In data engineering, there are two fundamentally different ways to learn.

An employee lives inside one environment, one architecture, one business context. They see how a system evolves, how it’s adjusted over time, how the company fights with it, and eventually how the organization adapts to it. They see the long-term consequences of design choices, shortcuts, and accumulated technical debt. This perspective is valuable and a consultant never gets it.

A consultant lives in the opposite world. Every project is a new ecosystem. New architecture, new data definitions, new “truths,” new governance levels, new pipelines, new chaos. Over 6 years I worked with 26 clients, and none of them worked the same way. Documentation was often missing, logic lived only in production, CI/CD was assembled differently in every place, and time estimates almost never matched reality. Adaptation isn’t optional. It’s the entry requirement. After enough projects you start noticing the same patterns repeating across industries and tech stacks. Tools change. Company names change. The core problems do not. Pattern recognition becomes faster than most teams can even define their issue.

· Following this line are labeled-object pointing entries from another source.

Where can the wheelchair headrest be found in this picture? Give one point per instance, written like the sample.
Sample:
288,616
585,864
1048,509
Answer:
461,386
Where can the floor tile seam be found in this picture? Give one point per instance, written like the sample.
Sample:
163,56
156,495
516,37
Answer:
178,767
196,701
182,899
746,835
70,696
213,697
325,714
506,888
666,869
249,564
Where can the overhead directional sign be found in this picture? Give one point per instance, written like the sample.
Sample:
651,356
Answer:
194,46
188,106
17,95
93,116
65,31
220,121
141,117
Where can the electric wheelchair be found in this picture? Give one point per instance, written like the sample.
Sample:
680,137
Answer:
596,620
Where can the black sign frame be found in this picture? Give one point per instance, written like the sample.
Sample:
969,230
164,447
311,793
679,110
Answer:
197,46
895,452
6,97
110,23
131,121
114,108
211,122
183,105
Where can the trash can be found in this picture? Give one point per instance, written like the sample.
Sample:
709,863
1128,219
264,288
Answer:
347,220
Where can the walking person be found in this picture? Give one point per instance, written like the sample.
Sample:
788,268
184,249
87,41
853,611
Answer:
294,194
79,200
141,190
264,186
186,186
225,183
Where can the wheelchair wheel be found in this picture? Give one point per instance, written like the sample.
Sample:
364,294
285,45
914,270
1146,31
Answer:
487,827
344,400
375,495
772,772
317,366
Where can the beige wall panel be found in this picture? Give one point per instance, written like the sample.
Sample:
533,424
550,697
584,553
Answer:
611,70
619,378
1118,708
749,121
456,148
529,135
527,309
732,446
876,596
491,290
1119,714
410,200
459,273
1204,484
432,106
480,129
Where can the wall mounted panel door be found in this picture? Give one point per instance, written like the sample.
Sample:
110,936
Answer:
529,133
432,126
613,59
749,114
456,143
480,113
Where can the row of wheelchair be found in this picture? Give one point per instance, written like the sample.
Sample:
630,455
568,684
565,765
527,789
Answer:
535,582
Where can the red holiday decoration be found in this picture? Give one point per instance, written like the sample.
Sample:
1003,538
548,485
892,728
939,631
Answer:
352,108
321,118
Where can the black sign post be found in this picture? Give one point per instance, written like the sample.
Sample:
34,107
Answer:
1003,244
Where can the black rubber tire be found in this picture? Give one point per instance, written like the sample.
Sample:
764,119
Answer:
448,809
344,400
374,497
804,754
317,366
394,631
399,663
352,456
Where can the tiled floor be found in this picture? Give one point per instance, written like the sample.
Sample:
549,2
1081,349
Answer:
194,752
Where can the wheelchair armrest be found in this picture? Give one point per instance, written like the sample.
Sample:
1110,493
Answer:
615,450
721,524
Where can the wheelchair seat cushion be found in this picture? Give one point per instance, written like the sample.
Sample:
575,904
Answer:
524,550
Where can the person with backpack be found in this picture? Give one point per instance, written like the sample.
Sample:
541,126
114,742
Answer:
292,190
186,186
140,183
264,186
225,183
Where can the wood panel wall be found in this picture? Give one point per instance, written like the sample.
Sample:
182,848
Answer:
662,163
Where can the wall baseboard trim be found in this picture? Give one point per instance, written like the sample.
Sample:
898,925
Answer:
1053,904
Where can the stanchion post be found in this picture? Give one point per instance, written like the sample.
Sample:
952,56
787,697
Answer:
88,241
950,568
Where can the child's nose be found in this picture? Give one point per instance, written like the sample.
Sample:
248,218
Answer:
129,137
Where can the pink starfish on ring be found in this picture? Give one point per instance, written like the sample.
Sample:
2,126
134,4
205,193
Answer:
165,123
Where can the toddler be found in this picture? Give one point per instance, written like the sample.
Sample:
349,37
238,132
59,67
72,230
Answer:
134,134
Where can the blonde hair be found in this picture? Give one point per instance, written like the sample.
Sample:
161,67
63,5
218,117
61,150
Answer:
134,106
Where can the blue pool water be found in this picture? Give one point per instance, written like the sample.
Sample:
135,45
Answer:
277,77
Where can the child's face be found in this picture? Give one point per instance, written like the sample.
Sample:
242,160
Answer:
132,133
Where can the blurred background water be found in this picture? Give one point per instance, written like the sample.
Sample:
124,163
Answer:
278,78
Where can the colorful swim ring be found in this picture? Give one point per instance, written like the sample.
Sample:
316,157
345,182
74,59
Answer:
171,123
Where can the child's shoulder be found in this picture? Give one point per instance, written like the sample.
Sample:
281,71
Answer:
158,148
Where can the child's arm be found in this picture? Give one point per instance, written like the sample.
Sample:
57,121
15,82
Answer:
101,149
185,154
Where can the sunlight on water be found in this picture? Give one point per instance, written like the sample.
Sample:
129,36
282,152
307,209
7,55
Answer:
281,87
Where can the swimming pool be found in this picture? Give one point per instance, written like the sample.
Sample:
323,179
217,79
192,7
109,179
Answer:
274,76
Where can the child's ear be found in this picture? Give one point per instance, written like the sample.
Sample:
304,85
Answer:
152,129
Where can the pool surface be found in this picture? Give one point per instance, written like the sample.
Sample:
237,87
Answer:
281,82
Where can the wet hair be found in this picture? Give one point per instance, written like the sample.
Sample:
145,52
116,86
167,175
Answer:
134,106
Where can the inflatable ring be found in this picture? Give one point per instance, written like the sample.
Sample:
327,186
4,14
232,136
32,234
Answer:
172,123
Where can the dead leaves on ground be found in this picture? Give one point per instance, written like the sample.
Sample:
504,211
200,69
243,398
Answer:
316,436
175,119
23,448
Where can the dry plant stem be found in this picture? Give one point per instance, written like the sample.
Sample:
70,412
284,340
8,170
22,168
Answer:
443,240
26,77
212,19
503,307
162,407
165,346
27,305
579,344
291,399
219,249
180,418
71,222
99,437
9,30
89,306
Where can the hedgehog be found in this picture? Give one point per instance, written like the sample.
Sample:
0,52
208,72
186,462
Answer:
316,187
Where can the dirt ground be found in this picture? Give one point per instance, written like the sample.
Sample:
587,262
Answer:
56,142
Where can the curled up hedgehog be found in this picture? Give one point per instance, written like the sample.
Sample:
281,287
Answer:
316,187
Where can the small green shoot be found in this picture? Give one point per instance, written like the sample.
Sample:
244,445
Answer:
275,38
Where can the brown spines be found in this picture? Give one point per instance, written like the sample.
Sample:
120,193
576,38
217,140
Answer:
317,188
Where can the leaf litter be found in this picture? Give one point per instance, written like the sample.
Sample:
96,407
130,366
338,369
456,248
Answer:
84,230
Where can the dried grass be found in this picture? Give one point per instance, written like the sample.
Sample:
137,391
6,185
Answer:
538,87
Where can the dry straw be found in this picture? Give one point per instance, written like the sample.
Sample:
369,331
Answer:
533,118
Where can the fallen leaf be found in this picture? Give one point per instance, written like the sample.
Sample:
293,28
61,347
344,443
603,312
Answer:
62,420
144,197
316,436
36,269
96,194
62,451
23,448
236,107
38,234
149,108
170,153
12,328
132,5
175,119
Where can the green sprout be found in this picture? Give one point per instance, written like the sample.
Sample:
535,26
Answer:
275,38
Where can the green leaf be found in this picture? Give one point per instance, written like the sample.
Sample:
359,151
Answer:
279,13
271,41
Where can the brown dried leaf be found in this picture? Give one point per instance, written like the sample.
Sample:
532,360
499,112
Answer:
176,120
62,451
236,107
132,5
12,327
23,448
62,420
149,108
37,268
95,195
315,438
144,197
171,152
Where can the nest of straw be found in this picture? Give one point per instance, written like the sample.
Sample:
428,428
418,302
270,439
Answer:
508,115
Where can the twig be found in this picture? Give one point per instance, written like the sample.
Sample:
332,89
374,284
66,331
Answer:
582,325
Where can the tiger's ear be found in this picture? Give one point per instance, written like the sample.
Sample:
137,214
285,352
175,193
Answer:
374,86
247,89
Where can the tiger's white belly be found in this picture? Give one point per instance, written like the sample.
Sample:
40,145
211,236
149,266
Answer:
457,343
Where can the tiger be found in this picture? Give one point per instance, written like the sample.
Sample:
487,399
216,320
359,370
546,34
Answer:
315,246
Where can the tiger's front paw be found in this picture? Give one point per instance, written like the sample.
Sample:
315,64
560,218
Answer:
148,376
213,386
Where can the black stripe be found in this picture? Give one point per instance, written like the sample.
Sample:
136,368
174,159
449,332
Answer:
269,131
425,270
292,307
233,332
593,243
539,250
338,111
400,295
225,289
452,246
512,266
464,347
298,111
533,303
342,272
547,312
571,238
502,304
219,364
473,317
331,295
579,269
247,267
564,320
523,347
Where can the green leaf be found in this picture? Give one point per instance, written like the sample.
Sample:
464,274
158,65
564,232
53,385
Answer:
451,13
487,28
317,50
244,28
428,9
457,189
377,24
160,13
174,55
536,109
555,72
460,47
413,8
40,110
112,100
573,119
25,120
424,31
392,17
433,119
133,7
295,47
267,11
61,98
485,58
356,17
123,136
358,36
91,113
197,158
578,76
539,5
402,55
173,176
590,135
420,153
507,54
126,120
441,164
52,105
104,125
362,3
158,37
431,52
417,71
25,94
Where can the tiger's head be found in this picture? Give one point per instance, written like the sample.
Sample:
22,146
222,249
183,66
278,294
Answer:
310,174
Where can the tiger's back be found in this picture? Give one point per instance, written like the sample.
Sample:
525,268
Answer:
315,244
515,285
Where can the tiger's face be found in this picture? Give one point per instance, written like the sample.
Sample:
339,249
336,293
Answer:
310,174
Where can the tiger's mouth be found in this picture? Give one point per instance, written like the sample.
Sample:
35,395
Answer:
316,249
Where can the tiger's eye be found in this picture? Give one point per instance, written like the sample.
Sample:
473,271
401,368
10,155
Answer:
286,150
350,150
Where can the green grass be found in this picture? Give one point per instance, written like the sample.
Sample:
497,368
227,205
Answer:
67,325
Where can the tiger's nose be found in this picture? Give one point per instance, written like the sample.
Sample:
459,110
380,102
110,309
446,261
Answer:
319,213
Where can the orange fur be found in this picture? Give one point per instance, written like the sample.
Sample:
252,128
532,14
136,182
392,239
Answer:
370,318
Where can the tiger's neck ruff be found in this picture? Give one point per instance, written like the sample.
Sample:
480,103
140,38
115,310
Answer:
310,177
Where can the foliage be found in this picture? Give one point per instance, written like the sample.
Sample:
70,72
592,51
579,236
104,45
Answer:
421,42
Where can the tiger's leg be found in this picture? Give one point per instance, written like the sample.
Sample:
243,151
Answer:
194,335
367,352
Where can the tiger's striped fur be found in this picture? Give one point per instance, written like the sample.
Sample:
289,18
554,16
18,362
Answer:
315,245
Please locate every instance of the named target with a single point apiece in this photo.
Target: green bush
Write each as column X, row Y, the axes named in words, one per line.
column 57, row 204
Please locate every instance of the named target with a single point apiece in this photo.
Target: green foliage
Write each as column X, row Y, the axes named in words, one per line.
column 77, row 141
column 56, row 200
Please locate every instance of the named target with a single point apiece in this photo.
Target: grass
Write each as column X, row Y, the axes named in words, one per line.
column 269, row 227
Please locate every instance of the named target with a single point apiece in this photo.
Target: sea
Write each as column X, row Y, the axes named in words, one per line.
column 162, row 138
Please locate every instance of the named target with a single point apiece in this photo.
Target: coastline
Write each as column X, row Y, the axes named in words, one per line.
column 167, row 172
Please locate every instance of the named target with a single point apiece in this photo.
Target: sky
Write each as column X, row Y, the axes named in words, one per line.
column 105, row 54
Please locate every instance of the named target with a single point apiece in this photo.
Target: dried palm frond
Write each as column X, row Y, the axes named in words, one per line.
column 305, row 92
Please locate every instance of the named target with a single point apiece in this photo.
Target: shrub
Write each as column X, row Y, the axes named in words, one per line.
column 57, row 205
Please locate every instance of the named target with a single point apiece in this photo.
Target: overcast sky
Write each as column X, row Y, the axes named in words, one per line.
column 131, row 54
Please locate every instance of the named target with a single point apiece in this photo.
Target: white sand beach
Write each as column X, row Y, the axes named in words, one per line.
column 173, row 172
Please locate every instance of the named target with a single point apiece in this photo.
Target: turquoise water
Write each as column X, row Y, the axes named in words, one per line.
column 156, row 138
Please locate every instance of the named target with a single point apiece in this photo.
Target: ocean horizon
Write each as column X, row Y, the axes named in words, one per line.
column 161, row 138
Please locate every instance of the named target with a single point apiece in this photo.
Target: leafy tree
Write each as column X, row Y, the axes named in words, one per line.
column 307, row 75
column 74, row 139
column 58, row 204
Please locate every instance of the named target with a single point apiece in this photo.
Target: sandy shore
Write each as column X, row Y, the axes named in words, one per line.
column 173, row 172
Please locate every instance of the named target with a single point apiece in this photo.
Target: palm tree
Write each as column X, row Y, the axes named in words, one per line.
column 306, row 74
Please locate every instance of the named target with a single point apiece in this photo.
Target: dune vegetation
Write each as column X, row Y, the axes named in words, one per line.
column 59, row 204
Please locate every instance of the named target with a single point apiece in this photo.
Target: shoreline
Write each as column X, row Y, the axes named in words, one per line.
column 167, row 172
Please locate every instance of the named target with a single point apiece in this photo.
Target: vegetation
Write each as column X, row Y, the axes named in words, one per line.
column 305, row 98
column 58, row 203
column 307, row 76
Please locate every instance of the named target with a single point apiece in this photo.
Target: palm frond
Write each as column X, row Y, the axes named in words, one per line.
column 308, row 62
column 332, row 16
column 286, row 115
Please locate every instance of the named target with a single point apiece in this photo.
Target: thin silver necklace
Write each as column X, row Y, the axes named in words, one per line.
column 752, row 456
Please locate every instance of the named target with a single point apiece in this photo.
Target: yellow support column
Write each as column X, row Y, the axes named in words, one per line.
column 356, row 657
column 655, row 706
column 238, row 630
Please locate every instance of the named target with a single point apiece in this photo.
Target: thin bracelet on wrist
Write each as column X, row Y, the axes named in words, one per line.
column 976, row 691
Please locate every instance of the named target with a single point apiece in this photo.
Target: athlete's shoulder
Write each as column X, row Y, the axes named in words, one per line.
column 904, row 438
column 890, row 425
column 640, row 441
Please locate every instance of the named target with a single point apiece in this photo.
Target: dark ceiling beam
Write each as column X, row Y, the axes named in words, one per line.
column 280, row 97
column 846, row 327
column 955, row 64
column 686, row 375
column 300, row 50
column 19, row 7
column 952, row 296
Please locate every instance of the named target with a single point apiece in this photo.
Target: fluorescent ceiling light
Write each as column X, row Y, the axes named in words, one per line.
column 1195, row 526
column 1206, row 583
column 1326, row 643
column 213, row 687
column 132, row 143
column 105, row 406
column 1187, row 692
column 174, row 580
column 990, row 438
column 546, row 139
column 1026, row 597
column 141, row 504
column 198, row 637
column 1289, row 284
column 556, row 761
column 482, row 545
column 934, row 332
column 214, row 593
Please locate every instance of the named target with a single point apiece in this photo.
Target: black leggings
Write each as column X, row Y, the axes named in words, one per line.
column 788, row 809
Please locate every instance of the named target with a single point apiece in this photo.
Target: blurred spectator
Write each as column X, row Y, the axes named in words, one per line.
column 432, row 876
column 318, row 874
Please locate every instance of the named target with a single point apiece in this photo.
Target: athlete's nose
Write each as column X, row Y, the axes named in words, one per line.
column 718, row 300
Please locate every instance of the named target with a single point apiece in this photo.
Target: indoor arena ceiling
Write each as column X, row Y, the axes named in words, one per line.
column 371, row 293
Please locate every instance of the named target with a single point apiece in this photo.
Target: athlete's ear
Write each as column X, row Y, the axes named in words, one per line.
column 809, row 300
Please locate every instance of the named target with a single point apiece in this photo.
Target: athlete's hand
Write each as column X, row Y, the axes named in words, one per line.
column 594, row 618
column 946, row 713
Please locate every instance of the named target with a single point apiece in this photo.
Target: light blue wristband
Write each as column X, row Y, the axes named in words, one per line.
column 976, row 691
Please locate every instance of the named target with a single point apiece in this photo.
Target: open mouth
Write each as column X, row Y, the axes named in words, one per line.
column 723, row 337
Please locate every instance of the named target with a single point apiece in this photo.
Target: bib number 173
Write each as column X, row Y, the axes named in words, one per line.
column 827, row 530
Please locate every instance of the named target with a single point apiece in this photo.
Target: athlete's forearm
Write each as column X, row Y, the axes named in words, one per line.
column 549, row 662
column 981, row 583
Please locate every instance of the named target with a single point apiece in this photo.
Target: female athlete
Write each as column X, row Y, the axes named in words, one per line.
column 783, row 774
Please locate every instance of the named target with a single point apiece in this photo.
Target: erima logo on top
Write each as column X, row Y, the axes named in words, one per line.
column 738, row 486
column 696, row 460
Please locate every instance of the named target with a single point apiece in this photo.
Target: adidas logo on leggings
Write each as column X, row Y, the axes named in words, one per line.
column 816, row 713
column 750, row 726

  • An employee experiences the evolution of one system.
  • A consultant experiences the variability of many systems.
  • An employee sees consequences.
  • A consultant sees the recurring causes.
  • An employee has continuity.
  • A consultant has accelerated learning.

It’s not about which path is better. Each one develops different strengths.
Consultants grow fast because constant change forces it.
Employees grow deep because they witness the entire lifecycle of a solution.

Two realities. Two types of engineers. Two types of expertise. The choice is yours.